"Les petits de Décembre" : Kaouther Adimi raconte l'Algérie d'aujourd'hui dans un conte tragique
Le dernier livre de Kaouther Adimi raconte la révolte d'une poignée d'enfants face au pouvoir corrompu des généraux du régime algérien.
Avec Les petits de Décembre, son quatrième roman qui paraît aux éditions du Seuil le 14 août 2019, l'écrivaine algérienne Kaouther Adimi, auteure de Nos richesses (Seuil, Prix du Style et prix Renaudot des lycéens en 2017) poursuit son exploration de l'histoire contemporaine de l'Algérie, son pays, quitté quand elle avait quatre ans, puis retrouvé en 1994, plombé par le terrorisme. C'est cette fois sous la forme d'un conte mettant en scène des enfants, des généraux, une moudjahida à la retraite et une vieille folle aux cheveux rouges que la romancière décrit la réalité de son pays.
L'histoire : Dely-Brahim, petite ville à l'ouest d'Alger. Trois enfants, deux garçons et une fille, jouent sur le terrain vague planté au cœur de la cité du 11 décembre 1960 (date des grandes manifestations dans tout le pays pour l'indépendance de l'Algérie). Inès, Jamyl et Mahdi s'y retrouvent presque tous les jours, même quand le terrain, détrempé par la pluie devient une large étendue de boue.
Les trois enfants sont tous les enfants ou petits-enfants de militaires. La Cité a été construite pour eux à la fin des années 80. Le terrain n'a jamais été aménagé, pas plus que les rues qui irriguent le quartier. Un terrain vague que les enfants ont fini par investir, en y installant des cages de foot de fortune. Depuis, les enfants de la Cité et des environs y ont disputé des milliers de parties de foot. "Oh, il ne s'agit pas d'un terrain de football comme on peut l'imaginer. Oubliez le gazon vert, le tracé parfait, les filets de but. A première vue on dirait un terrain vague. A première vue seulement".
Le peuple des enfants
Sur le terrain, en ce mois de février pluvieux, Mahdi, Jamyl et Inès ne craignent ni la boue ni les moqueries des adultes. Ils exultent, et se sentent même "voler". Loin d'imaginer que ce bonheur simple pourrait être menacé. C'est pourtant ce mois de février pluvieux que choisissent deux hauts gradés du régime, des généraux, pas moins, pour débarquer sans prévenir dans le quartier. Ils arrivent dans "une grande voiture noire aux vitres teintées", affublés d'un chauffeur armé d'un parapluie. Ils sortent des plans de leurs poches en annonçant qu'ils viennent voir "leur terrain", sur lequel ils projettent de construire "leurs villas".

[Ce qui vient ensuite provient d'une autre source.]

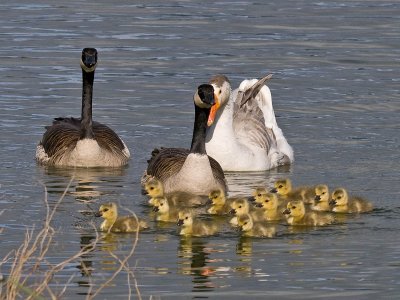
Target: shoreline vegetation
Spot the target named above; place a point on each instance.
(27, 273)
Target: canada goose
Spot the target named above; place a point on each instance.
(342, 203)
(191, 170)
(283, 188)
(268, 203)
(81, 142)
(194, 227)
(240, 207)
(297, 215)
(113, 223)
(245, 135)
(255, 229)
(154, 188)
(164, 211)
(321, 201)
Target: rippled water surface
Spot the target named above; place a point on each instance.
(336, 91)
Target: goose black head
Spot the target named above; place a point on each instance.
(89, 59)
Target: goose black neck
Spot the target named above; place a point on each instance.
(87, 94)
(199, 130)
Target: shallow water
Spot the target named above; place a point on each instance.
(336, 96)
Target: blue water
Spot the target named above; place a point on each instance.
(335, 89)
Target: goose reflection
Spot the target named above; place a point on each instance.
(194, 257)
(88, 183)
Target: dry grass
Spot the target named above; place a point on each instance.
(31, 273)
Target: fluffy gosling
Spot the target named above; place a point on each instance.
(283, 188)
(113, 223)
(297, 215)
(342, 203)
(268, 203)
(242, 206)
(321, 200)
(255, 229)
(164, 211)
(194, 227)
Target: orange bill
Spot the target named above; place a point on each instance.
(213, 111)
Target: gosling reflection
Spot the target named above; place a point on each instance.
(194, 257)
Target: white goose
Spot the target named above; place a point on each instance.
(82, 142)
(184, 170)
(245, 135)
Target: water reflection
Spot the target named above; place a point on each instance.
(194, 256)
(88, 183)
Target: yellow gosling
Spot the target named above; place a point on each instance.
(220, 205)
(321, 201)
(342, 203)
(164, 211)
(269, 205)
(194, 227)
(154, 188)
(113, 223)
(242, 206)
(255, 229)
(283, 188)
(297, 215)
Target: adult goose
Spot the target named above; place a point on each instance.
(245, 135)
(81, 142)
(191, 171)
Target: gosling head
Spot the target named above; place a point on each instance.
(245, 222)
(282, 187)
(88, 60)
(154, 188)
(269, 201)
(259, 194)
(239, 207)
(295, 209)
(185, 218)
(108, 211)
(161, 205)
(216, 197)
(322, 193)
(339, 197)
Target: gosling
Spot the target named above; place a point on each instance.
(284, 189)
(321, 200)
(164, 211)
(154, 188)
(297, 215)
(240, 207)
(255, 229)
(113, 223)
(194, 227)
(268, 203)
(342, 203)
(220, 205)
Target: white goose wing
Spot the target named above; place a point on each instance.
(254, 119)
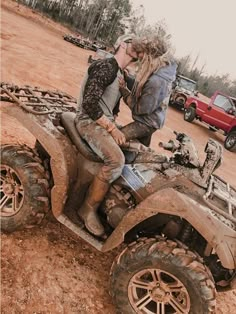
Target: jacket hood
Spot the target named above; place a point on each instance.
(168, 72)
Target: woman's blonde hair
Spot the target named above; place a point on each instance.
(154, 51)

Adila, ancienne moudjahida et figure du quartier, mais aussi la vieille voisine aux cheveux rouges, bientôt rejointes par des jeunes du quartier, se chargent de les chasser. Le terrain de foot devient alors le théâtre de la résistance, celui d'une révolte orchestrée par les enfants. Mais "des dizaines d'enfants peuvent-ils lutter contre tout un système ?"
Un conte tragique
Kaouther Adimi nous raconte cette histoire comme un conte, dessinant ses personnages comme dans une farce, des généraux et leurs femmes se ridiculisant, des militaires lâches et des enfants héroïques. Mais derrière l'apparente légèreté du récit, c'est la violence du régime algérien, sa corruption, ses dysfonctionnements, l'incapacité de tout un système à se réformer, les dégâts des années de plomb et les désillusions des anciens que décrit la romancière.
L'écriture est simple, les phrases sont courtes et se succèdent dans une économie de mots qui met sur le devant de la scène l'action, laissant au lecteur le soin de se forger une opinion. La révolte des enfants figure de manière allégorique (même si l'histoire est inspirée de faits réels) l'espoir d'une relève, celle d'une génération qui saurait enfin réussir là où la génération précédente, "ce maillon entre deux grandes générations" a échoué, vouée à "remplir le blanc le temps que ceux d'après arrivent…"
Les petits de Décembre, Kaouther Adimi (Seuil – 256 pages – 18 €)
Extrait :
"Les trois enfants étaient collés les uns aux autres, leur manteau fermé jusqu'au cou, en train de conspirer et de rire. Dans l'esprit des gens, les enfants ne conspirent pas, les enfants ne luttent pas. Si un seul adulte dans ce pays imaginait trois secondes qu'un petit pouvait échafauder des plans, se battre contre un ordre établi ou quoi que ce soit dans le genre sans être manipulé ou poussé par un grand, voire un gouvernement étranger, les enfants seraient sur écoute, ils seraient suivis, ils seraient arrêtés. On créerait des camps spécialement pour eux."